BBC director of arts Jonty Claypole paid tribute, saying: “Beckett had a unique presentation style, a deep knowledge of and passion for the arts. She was a hugely popular BBC presenter and will be fondly remembered by us all.”
Beckett died at the Carmelite monastery in Quidenham, Norfolk on Boxing Day afternoon.
US museums temporarily close after government shutdown results in halt to funding The shutdown began on 22 December when President Trump refused to pass the federal budget due to a dispute with Congress over funding for his proposed border wall between the US and Mexico.
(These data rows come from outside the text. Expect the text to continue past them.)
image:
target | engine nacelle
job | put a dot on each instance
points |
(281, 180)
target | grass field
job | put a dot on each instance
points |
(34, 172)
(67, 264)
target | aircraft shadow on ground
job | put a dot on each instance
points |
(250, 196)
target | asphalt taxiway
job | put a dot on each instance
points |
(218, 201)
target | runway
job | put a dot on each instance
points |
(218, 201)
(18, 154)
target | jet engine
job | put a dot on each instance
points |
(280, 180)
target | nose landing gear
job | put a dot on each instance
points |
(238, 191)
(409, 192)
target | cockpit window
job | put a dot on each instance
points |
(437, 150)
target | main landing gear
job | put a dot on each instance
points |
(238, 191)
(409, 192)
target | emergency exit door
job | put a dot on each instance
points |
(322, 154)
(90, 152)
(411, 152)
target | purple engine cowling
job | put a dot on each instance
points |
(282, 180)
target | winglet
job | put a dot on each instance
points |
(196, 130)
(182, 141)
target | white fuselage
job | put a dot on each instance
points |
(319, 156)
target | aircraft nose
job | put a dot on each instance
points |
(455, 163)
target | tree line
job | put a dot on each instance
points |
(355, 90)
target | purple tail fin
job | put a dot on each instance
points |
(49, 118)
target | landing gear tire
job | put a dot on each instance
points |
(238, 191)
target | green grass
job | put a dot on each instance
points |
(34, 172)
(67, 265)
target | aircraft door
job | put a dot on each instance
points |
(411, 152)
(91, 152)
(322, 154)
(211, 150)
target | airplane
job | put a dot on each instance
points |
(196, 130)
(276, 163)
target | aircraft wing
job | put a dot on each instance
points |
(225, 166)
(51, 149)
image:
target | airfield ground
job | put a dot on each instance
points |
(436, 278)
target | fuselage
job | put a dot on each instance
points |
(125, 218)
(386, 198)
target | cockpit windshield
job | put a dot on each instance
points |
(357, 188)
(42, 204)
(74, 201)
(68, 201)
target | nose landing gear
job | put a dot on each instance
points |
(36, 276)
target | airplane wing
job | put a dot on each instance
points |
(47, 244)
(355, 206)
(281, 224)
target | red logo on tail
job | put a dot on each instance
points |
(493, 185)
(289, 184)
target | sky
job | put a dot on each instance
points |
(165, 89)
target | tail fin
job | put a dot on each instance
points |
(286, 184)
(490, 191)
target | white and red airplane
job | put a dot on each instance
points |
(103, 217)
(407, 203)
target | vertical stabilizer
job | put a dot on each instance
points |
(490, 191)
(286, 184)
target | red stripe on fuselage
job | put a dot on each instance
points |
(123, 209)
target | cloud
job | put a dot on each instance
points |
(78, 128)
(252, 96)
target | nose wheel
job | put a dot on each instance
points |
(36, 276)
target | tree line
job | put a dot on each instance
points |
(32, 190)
Among the closures are all 19 Smithsonian museums in New York and Washington, DC, including the African American Museum, the Hirshhorn Museum and Sculpture Garden, the National Air and Space Museum, the Cooper Hewitt Smithsonian Design Museum, and the National Zoo.
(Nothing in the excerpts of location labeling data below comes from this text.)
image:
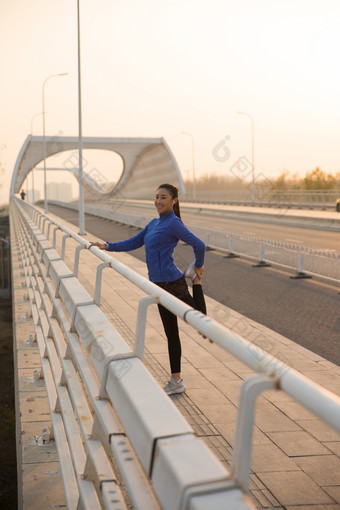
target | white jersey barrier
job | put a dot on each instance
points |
(303, 260)
(92, 377)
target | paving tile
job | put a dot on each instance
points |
(334, 492)
(313, 507)
(269, 458)
(324, 470)
(296, 411)
(274, 420)
(218, 413)
(320, 430)
(334, 447)
(219, 374)
(298, 443)
(294, 488)
(42, 486)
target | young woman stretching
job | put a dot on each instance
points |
(160, 238)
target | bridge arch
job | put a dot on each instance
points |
(146, 162)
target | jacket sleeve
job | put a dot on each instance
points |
(130, 244)
(184, 234)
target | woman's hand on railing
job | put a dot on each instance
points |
(199, 271)
(101, 246)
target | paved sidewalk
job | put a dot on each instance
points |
(295, 462)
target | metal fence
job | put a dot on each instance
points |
(5, 272)
(303, 261)
(265, 196)
(92, 377)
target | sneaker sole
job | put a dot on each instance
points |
(182, 390)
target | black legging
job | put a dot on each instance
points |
(179, 289)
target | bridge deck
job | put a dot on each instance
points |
(296, 460)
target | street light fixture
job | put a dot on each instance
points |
(80, 139)
(193, 164)
(252, 157)
(44, 139)
(34, 116)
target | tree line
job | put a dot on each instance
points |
(315, 179)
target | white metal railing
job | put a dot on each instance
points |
(266, 196)
(5, 284)
(116, 366)
(91, 376)
(304, 261)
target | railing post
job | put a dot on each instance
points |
(250, 390)
(98, 287)
(64, 245)
(76, 259)
(261, 262)
(231, 254)
(143, 305)
(300, 273)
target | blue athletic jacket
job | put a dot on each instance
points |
(160, 237)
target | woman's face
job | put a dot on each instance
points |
(164, 201)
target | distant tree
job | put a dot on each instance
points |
(317, 179)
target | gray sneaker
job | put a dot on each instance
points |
(190, 272)
(173, 386)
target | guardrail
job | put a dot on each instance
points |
(304, 261)
(5, 272)
(92, 377)
(265, 196)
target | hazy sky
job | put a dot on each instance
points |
(162, 67)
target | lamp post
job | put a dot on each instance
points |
(44, 139)
(252, 157)
(193, 164)
(34, 116)
(80, 139)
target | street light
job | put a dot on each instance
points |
(34, 116)
(44, 139)
(80, 140)
(252, 156)
(193, 164)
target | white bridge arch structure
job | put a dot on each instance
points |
(146, 162)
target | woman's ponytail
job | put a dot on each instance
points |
(174, 194)
(177, 210)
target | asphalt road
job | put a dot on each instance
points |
(312, 238)
(306, 311)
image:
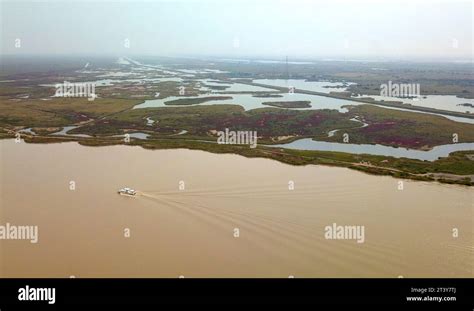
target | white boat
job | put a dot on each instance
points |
(127, 191)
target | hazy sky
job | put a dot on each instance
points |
(299, 29)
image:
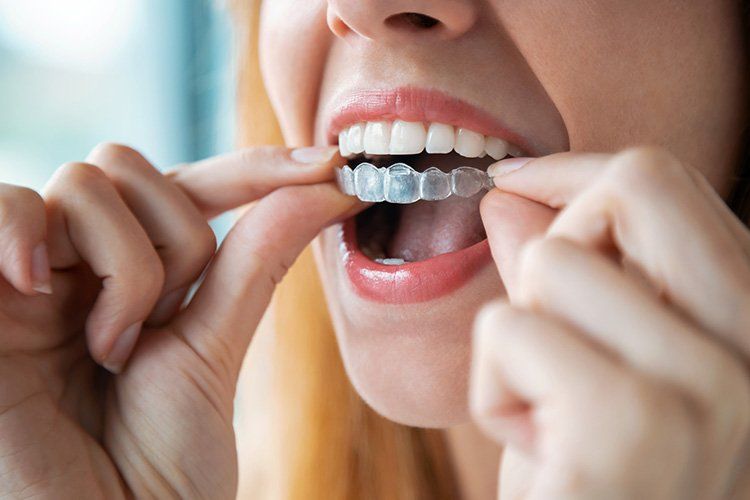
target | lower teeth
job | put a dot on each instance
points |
(391, 262)
(402, 184)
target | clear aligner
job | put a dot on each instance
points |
(400, 183)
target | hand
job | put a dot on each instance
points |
(118, 245)
(619, 367)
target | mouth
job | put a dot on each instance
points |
(439, 245)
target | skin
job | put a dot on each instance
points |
(585, 372)
(561, 88)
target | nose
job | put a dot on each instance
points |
(389, 19)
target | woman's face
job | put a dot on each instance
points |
(543, 75)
As Artforum reports, a number of institutions are offering free admission to federal workers with government IDs, a move which significantly increased visitors numbers during shutdowns in the past. These include the Phillips Collection, the National Building Museum, President Lincoln’s Cottage, and the Woodrow Wilson House.
Christie’s France wins artist resale royalty battle The French supreme court has ruled that the buyer rather than the seller of a work of art can be charged the resale royalties that go to artists or their heirs, known as the ‘droit de suite’.
Christie’s France was behind the move to pass on the expense to the buyer because the auction house was ultimately responsible for paying the levy to the collecting agency. However, it now has the right to ask for money from the buyer, as long as this is specified in the sale conditions in the catalogue.
Droit de suite was first introduced in France in 1920, making a seller of art work solely liable for paying the charge either to the living artist or, if within 70 years of their death, to their heirs or estates in line with the jurisdiction of the European Economic Area.
Initially, it was charged only on sales at auction houses, but in 2007 the levy was extended to sales made through dealers and galleries too.
Artist Lina Iris Viktor and rapper Kendrick Lamar resolve copyright infringement case British-Liberian artist Viktor had claimed that her Constellations series of works appeared in the video for ‘All The Stars’ (at the 2:59 mark), a single by Lamar and the singer SZA, without her permission. The song was featured on the soundtrack to the Marvel film Black Panther, which made over $1b at the global box office.
In the original lawsuit, which was filed earlier this year, it was alleged that the creators of the film approached Viktor about using the imagery but she refused as the “financial and artistic terms offered for her collaboration were not acceptable”.
At the time, Viktor told The New York Times: “Why would they do this? It’s an ethical issue because what the whole film purports is that it’s about black empowerment [and] African excellence. That’s the whole concept of the story.”
Explaining the settlement, Mariane Ibrahim-Lenhardt, the Seattle-based gallerist who represents Viktor, told The Art Newspaper: “There is a settlement in principle which the parties are finalising. Lina is happy that it has been resolved. She can now return her focus to her art practice and her upcoming exhibitions in the future.”